3.2.2. Fractal Method

The proposed elemental content-area method (C-A) model [18].

A (ρ > c) = c^{- β}

(3)

where A(ρ > c) denotes the region where the element content (ρ is the concentration) exceeds a certain threshold. The threshold c is determined by the singularity exponent β, and the specific form of this transformation is given in Equation (4).

A (ρ > c) = K c^{- β}

(4)

Equation (5), take the natural logarithm on both sides:

l n (A (ρ > c)) = - β l n (c) + l n (K)

(5)

The area with a content greater than a certain value is linearly related to this threshold in a double logarithmic coordinate system, and the slope of the straight line in this linear relationship is the fractal dimension. Since the geochemical element distribution satisfies the multifractal power-law distribution, the same element will present a multilinear relationship in double logarithmic coordinates, indicating the existence of multiple fractal dimensions. The piecewise linear fitting of the double logarithmic scatter plot by the least squares method was used to find out the element content value corresponding to the intersection of the two straight lines, which was the lower limit of the anomaly of the element in the area.

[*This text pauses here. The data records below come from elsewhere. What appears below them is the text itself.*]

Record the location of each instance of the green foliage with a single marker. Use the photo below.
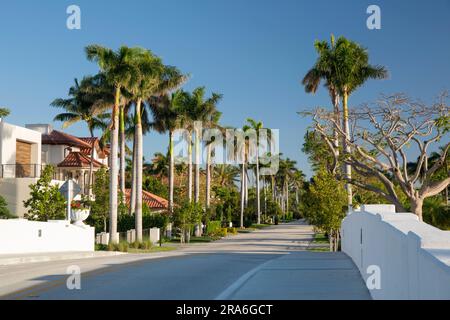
(126, 222)
(186, 216)
(223, 232)
(46, 202)
(4, 212)
(325, 202)
(4, 112)
(100, 207)
(436, 212)
(154, 185)
(213, 227)
(229, 204)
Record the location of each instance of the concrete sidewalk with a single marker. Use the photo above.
(301, 276)
(15, 259)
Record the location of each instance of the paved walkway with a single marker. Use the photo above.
(267, 264)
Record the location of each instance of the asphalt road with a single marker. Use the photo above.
(267, 264)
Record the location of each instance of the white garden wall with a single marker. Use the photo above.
(19, 236)
(413, 257)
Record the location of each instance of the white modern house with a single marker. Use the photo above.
(70, 155)
(20, 164)
(24, 152)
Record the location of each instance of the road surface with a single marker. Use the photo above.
(267, 264)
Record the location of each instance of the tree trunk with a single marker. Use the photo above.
(133, 179)
(139, 165)
(91, 165)
(348, 168)
(171, 171)
(242, 194)
(122, 154)
(197, 167)
(208, 176)
(190, 166)
(113, 172)
(258, 195)
(416, 207)
(246, 187)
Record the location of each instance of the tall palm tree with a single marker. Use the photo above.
(257, 126)
(166, 112)
(212, 121)
(199, 108)
(322, 70)
(225, 174)
(121, 71)
(352, 70)
(344, 65)
(285, 174)
(88, 100)
(150, 68)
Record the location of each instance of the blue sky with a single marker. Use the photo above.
(254, 52)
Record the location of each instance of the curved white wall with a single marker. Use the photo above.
(22, 236)
(413, 257)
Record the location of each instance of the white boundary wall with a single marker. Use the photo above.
(19, 236)
(413, 257)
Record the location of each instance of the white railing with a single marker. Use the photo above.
(411, 258)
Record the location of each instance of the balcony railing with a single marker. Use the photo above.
(25, 171)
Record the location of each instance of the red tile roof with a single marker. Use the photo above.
(78, 160)
(150, 199)
(61, 138)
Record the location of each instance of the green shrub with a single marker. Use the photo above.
(4, 212)
(120, 247)
(223, 232)
(213, 227)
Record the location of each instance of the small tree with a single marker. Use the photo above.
(100, 207)
(325, 203)
(4, 212)
(383, 136)
(46, 202)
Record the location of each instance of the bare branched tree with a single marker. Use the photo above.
(383, 136)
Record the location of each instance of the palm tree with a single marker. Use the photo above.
(88, 100)
(345, 66)
(285, 173)
(130, 129)
(4, 112)
(121, 71)
(322, 70)
(212, 120)
(150, 68)
(352, 70)
(257, 126)
(225, 174)
(166, 112)
(199, 108)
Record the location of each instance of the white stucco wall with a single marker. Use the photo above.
(413, 257)
(21, 236)
(9, 134)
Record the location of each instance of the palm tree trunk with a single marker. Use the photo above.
(348, 168)
(190, 166)
(91, 165)
(122, 154)
(242, 194)
(246, 187)
(258, 200)
(171, 171)
(208, 176)
(133, 179)
(113, 172)
(197, 167)
(139, 165)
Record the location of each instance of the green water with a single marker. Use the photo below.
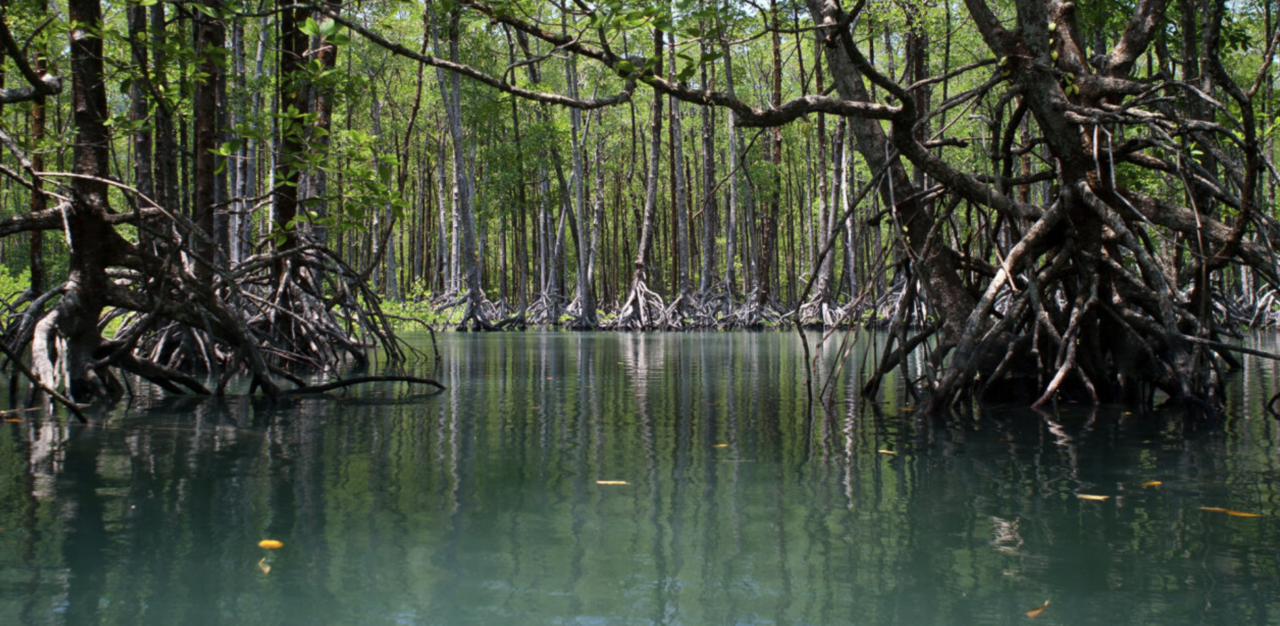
(480, 506)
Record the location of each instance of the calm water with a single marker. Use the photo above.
(481, 506)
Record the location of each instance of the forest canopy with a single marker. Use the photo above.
(1047, 199)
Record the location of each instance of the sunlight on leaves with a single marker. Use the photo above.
(1230, 512)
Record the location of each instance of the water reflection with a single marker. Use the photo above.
(744, 502)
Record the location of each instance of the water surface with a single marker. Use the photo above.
(743, 502)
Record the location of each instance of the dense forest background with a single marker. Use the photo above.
(977, 174)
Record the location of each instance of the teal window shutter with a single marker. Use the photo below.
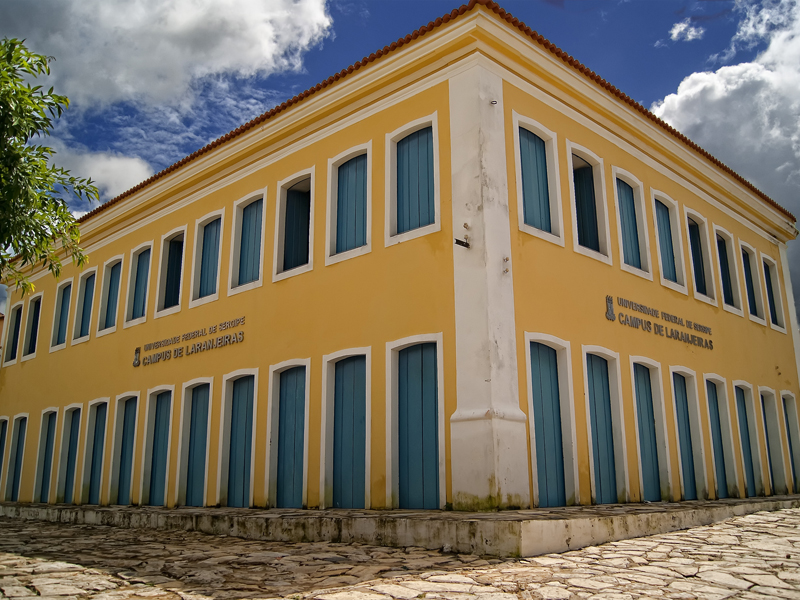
(86, 308)
(696, 245)
(296, 229)
(13, 341)
(749, 283)
(773, 309)
(250, 245)
(415, 202)
(63, 314)
(209, 259)
(351, 204)
(34, 332)
(140, 285)
(172, 290)
(113, 296)
(725, 268)
(630, 225)
(665, 242)
(586, 208)
(535, 191)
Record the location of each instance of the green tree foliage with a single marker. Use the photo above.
(36, 226)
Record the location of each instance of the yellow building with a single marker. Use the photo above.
(465, 272)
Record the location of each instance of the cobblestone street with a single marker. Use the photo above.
(755, 556)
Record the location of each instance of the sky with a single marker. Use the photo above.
(151, 81)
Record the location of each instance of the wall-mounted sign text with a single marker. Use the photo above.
(212, 343)
(672, 330)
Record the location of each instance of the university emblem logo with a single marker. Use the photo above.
(610, 309)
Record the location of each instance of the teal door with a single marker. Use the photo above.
(349, 432)
(418, 427)
(98, 443)
(126, 451)
(158, 466)
(291, 433)
(198, 432)
(685, 437)
(547, 425)
(648, 449)
(49, 425)
(241, 441)
(19, 451)
(72, 454)
(716, 440)
(744, 437)
(605, 473)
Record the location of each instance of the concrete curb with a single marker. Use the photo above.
(507, 533)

Furthermore, in the identification of anomalies in historical geochemical data, the geological processes causing the anomaly differ from those contributing to the geochemical background, and the geochemical measurements reflect only the superimposed and combined results of both [18,53]. Thus, the spectrum-area (S-A) fractal method transforms geochemical data from the spatial domain to the frequency domain using the Fourier transform. It then decomposes the distribution of generalized self-similar features into distinct filters in the frequency domain, and finally, the inverse Fourier transform is applied to return the data to the spatial domain, enabling the separation of anomaly and background fields. This approach, referred to as the spectrum-area (S-A) fractal model, is based on the generalized self-similarity principle proposed by Cheng [54]. The S-A model is represented by the following formula:

A (\geq S) \propto S^{- β}

(6)

where S represents the spectral density,

A (\geq S)

denotes the area where the spectral density exceeds S in the spectral density space, and β is the fractal dimension determined via least-squares fitting of each line segment. The inverse Fourier transform is then applied to convert the filtered results from the frequency domain back to the spatial domain, using the following formula:

B = F^{- 1} (F (T) G_{B} (ω))

(7)

A = F^{- 1} (F (T) G_{A} (ω))

(8)

C = F^{- 1} (F (T) G_{C} (ω))

(9)

where

F

and

F^{- 1}

represent the Fourier transform and inverse Fourier transform, respectively. These formulas are used to construct high-pass, low-pass, and band-pass filters.

3.2.3. Radial Basis Functional Link Networks (RBFLN)

The radial basis function neural network (RBFNN) model, proposed by Lowe in 1988, is capable of handling complex nonlinear spatial datasets [55,56]. This model can process these datasets and be trained using both known deposits and non-mineral deposits to identify relationships between training points and evidence graphs. The RBFLN model is designed to process complex nonlinear spatial datasets [55]. It consists of a three-layer feedforward structure comprising an input layer, a hidden layer, and an output layer. The model uses known mineral and non-mineral deposits as training samples [57,58] classify unknown points [12,59].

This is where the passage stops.